Still, Maulsby believes that the cinnamon-chili combo is not really all that unusual, since Cincinnati-style chili, a meaty sauce made with a distinct blend of spices—including cinnamon—dates back to the 1920s.
While some school cafeterias have phased out the dish for nutritional purposes, replacing foods like cinnamon rolls—high in saturated fat—with healthier, nutrient-rich alternatives, the chili and cinnamon roll combo still graces menus from Cheyenne’s The Omelet House to Tina’s Cafe in Lincoln, Nebraska. There’s also Runza, a popular Midwest fast-food chain that began in Nebraska in the late 1940s, which offers the pairing as a combo meal, complete with a medium-size Pepsi. In Sheridan, where my deep delve into the chili-and-cinnamon-roll phenomenon began, Uptown Shabby Shack Eatery & Catering occasionally offers the dish as a special, serving their frosted cinnamon roll right on top of the chili bowl.

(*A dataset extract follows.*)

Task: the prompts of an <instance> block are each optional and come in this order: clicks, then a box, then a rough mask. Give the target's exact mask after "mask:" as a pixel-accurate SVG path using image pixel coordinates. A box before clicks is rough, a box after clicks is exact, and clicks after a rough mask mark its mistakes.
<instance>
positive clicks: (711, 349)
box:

As to how to eat the distinguished combo (Singer herself is a dipper, using parts of the roll to sop up the chili; Maulsby eats them chili first, cinnamon roll second), it all depends on where you grew up. This, after all, is a meal that thrives on nostalgia. Although the Spokane school system has more recently shifted to serving chili with cornbread (“We went more toward whole foods and tried to reduce some of those sweet treat perceptions,” says Wordell), just talking about the pairing has Wordell dreaming of its sweet-savory goodness. “It’s one of those childhood memories that when I came back here as the director 24 years ago I thought, ‘Yeah, there it is!’ Now I feel like it needs to make another appearance on our menus,” he says.